With this change, I was able to delete around 100 gigantic classes of code and accomplish much of the same logic in about 10 lines of code in a single class.
Lesson(s) learned: It is not always wise to apply OO paradigms to the data model. Don't concentrate on providing a perfect data model via OO when working with a large, variable domain. OO design benefits the controller more than the model sometimes. Don't focus on optimization upfront as well, because usually a 10% performance loss is acceptable and can be regained via other means.
Basically, I was over-engineering the problem. It turns out this is a case where proper OO design is overkill and turns a one-night project into a 3 month project. Of course, I have to learn things the hard way!
It depends on if each type of event inherently has different behavior that the event itself can execute.
Do your Event objects need methods that behave differently per type? If so, use inheritance.
If not, use an enum to classify the event type.
Merely having a large number of .java files isn't necessarily bad. If you can meaningfully extract a small number (2-4 or so) of Interfaces that represent the contracts of the classes, and then package all of the implementations up, the API you present can be very clean, even with 60 implementations.

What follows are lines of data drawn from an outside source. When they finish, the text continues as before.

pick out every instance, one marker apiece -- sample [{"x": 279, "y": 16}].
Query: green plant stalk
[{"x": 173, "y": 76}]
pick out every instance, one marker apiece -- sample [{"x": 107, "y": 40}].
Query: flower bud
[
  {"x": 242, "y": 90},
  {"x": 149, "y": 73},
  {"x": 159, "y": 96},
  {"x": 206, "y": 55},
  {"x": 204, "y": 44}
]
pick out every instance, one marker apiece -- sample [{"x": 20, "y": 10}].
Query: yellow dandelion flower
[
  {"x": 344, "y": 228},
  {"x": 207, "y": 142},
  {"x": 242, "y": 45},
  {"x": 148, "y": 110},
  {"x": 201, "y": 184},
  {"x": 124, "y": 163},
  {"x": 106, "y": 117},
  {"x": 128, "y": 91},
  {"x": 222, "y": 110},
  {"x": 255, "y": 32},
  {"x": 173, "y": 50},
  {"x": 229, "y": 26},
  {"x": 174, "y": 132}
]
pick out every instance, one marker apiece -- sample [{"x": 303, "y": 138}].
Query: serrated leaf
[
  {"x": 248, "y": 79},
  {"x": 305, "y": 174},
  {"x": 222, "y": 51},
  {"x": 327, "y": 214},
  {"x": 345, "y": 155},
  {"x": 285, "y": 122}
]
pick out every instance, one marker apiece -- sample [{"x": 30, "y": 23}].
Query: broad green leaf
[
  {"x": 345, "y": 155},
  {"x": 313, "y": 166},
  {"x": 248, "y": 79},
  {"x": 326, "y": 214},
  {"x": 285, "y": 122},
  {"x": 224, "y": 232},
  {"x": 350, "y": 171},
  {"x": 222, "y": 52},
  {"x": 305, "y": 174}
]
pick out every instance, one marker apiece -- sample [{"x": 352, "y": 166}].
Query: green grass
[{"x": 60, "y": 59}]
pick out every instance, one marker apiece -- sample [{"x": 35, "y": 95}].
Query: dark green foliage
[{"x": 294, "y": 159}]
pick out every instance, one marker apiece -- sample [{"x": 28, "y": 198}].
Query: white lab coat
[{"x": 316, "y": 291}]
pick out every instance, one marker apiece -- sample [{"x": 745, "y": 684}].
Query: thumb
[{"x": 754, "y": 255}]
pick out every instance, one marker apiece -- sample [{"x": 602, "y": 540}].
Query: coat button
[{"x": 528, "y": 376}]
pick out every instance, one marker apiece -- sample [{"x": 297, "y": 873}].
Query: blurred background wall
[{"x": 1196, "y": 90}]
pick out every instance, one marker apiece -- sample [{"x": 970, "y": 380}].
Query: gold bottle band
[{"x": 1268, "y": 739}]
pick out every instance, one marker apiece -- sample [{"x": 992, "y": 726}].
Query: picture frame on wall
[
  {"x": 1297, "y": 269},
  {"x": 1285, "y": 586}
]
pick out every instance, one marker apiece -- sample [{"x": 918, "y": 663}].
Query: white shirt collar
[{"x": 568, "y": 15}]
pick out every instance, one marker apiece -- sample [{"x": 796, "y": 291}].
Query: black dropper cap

I might also suggest using some delegate or abstract classes to pull in common functionality. The delegates and/or abstract helpers should all be package-private or class-private, not available outside the API you expose.
If there is considerable mixing and matching of behavior, I would consider using composition of other objects, then have either the constructor of the specific event type object create those objects, or use a builder to create the object.
perhaps something like this?
class EventType {
protected EventPropertyHandler handler;
public EventType(EventPropertyHandler h) {
handler = h;
}
void handleEvent(map<String,String> properties) {
handler.handle(properties);
}
}
abstract class EventPropertyHandler {
abstract void handle(map<String, String> properties);
}
class SomeHandler extends EventPropertyHandler {
void handle(map<String, String> properties) {
String value = properties.get("somekey");
// do something with value..
}
}
class EventBuilder {
public static EventType buildSomeEventType() {
//
EventType e = new EventType( new SomeHandler() );
}
}
There are probably some improvements that could be made, but that might get you started.